Tanya Dorff: It's been my privilege to work on a couple of different protocols with industry agents, CAR-T constructs. We can't make formal comparisons. These are all early phase, first in human Phase 1 trials, and they're also different. You have the Bellicum PSCA CAR T, which I didn't personally work on, but the idea of driving the proliferation makes a lot of sense when you see our kinetics of lack of persistence. So having that ability to use rimiducid to drive proliferation is very interesting. On the other hand, the PSMA CAR T from Poseida that we worked with, we had the option to use rimiducid as a "kill switch" or safety switch and needed to use it. So it's that balance between driving enough proliferation to get the anti-cancer effect, but not driving too much, and the kinetics of that and the methods by which we do it are what we're all learning about from these early phase studies.

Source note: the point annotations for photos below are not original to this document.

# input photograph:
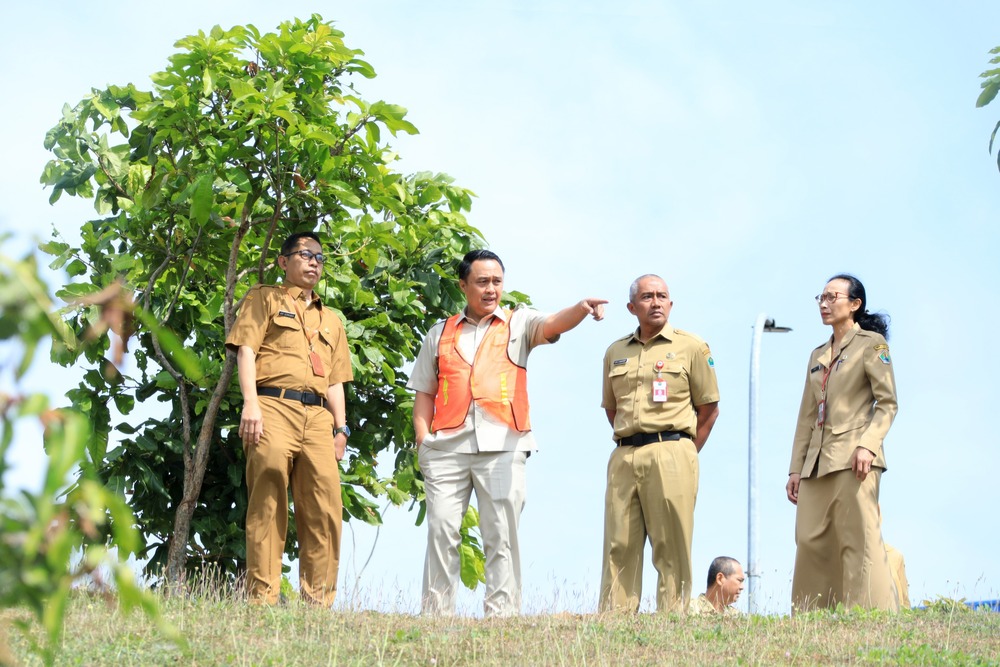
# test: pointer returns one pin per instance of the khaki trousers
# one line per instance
(498, 479)
(840, 556)
(651, 492)
(296, 450)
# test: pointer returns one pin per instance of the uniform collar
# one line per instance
(826, 356)
(296, 295)
(666, 333)
(498, 312)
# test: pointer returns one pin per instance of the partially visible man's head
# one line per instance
(474, 256)
(480, 277)
(725, 581)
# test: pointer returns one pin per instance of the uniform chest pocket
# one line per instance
(618, 376)
(677, 378)
(284, 333)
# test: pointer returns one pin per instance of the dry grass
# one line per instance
(223, 631)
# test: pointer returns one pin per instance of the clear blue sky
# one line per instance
(743, 152)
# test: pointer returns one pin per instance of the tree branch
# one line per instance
(339, 148)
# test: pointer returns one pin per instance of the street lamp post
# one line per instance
(762, 325)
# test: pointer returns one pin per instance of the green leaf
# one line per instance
(202, 200)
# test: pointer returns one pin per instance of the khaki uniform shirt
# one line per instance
(701, 605)
(860, 404)
(480, 432)
(269, 323)
(629, 371)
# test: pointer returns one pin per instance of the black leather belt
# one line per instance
(304, 397)
(640, 439)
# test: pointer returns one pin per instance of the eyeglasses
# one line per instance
(829, 297)
(308, 255)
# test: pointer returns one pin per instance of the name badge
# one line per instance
(659, 390)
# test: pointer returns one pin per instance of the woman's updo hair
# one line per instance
(877, 322)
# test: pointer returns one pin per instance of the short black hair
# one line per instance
(723, 564)
(292, 242)
(474, 256)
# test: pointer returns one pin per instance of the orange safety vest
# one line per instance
(493, 381)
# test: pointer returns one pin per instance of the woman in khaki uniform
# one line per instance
(837, 462)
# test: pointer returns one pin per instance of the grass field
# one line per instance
(222, 631)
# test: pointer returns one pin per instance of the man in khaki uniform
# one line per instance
(662, 399)
(292, 359)
(725, 583)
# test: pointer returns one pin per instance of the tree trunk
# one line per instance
(194, 475)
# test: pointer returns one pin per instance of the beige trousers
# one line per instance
(840, 556)
(651, 492)
(297, 451)
(498, 479)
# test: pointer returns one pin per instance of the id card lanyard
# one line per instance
(314, 359)
(659, 385)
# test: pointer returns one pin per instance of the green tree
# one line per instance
(245, 138)
(55, 537)
(990, 87)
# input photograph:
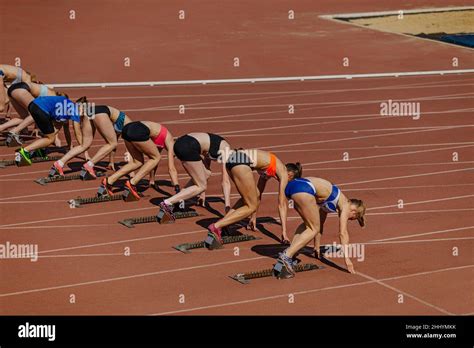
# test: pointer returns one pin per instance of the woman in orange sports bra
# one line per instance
(143, 138)
(240, 166)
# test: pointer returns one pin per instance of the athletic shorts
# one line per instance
(135, 132)
(238, 158)
(19, 85)
(187, 149)
(42, 119)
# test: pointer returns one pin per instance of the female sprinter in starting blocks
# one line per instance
(11, 74)
(240, 166)
(196, 151)
(109, 122)
(49, 113)
(143, 138)
(313, 199)
(20, 96)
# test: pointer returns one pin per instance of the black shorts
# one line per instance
(215, 143)
(187, 149)
(18, 85)
(135, 132)
(238, 158)
(42, 119)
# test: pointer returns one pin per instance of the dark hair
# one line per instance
(61, 94)
(82, 100)
(295, 168)
(360, 210)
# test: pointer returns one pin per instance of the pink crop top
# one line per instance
(159, 140)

So I would say we've all had good responses in some patients, we've all had toxicity, and we need to really look broadly across these experiences to try to learn the best way to navigate and most efficiently move these into trials with greater success. I don't want to directly compare, but I certainly have had the opportunity to learn as I've seen patients on these different cellular immunotherapies and it's given us a lot to test in the lab as well as implementing in our design for upcoming studies.

Andrea Miyahira: Well, thank you again for sharing this and congratulations again to your team.

Tanya Dorff: Thank you so much to the Prostate Cancer Foundation for supporting the work and continuing to believe in it and supporting the science so that we can learn as much as possible and make this hope a reality for our patients.